We finish almost at the same moment the bell rings.
“Hey, Parker?” he says while we pack up. He’s actually whispering now. “Thanks for helping me, okay?”
Hearing this makes me flush a bit. Like I’ve done something wrong. Have I?
“Thanks for helping me,” I say. “Um, your name’s Stockley, right?”
“Yeah. I guess you heard someone else call me that, huh?”
I feel a twinge. He said it in a normal voice so I can’t tell if it’s a dig from our first conversation or a coincidence.
“Ms. McClain, yeah.”
“My name’s Kent Stockley but people just call me Stockley, I guess ’cause of football and I wear my jersey a lot. But you can call me D.B.”
“But it means…” I’m not sure where to go with this.
“Nah, we all call each other douchebag all the time, me and Scott and Oscar and… well, everybody. But I like D.B. better.”
“Okay. Then I guess it’s only fair that you can call me P.G.”
“Does anyone else call you that?”
“Just Faith.”
“Faith… Faith Beaumont?”
“Yeah.”
“Wow, okay, cool. Hey, we should hang out sometime.”
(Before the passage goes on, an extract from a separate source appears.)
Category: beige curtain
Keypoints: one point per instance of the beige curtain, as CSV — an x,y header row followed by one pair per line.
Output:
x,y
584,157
“Oh, I don’t hang out with Faith.”
“Yeah, well… I… okay, see you tomorrow.”
I can’t tell if that was an actual goodbye, as in he’s walking away, or not.
“Okay, later,” I say.
It occurs to me that he maybe was asking to hang out with me, not with me to get to Faith. I feel myself frowning and relax my face. I’m used to people wanting Faith, not me, which suits me fine, but I don’t like it when I misunderstand anything.
“D.B.?” I say.
No answer.
Then Scott says, “He’s gone.”
I concentrate on closing up my bag. I’m afraid that even saying “Okay” would open a conversation.